Having stunned the world with perhaps the most illiterate economic speech of the century – understanding that he has still got nearly 4 years to go and enough time to do even worse – Trump announced a range of International tariffs and then jetted off to Florida to attend a golf dinner. This is modern-day equivalent of Marie Antoinette’s ” let them eat cake ” moment – but that is an unfair comparison actually because she never actually said those words.
The direct impact on Australia of the tariffs is manageable from an economic perspective, what’s more concerning is the much more dramatic impact on our Asian neighbours to the north. This will almost inevitably, and understandably, push them closer to China. That deepens our strategic issues, particularly given that our major defence partner has no apparent regard for upholding Treaties and is now demonstrably unreliable and untrustworthy.
This is potentially a crisis in the making, but it remains to be seen whether the political class can adequately communicate that to Australian populace and gain a remit for some very significant structural changes – including more defence spending, a pruning of social services spending and going hard on measures to increase productivity. At the present time, to use a metaphor, we are nowhere near “game fit” for a more hostile world.

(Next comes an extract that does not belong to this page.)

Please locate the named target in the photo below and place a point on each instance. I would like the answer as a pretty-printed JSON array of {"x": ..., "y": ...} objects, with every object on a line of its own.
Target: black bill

Meanwhile, United States as payment for its collective stupidity is going to find that being a debtor nation without capital inflows and relatively low interest rates as a consequence of a “voluntary recession” is not a healthy mix. A world with significantly less regard for the US is also going to hurt the US badly in the medium to long term – US firms, patents, copyrights and double tax agreements, which have all benefited from “outsized” US leverage, are all now at risk.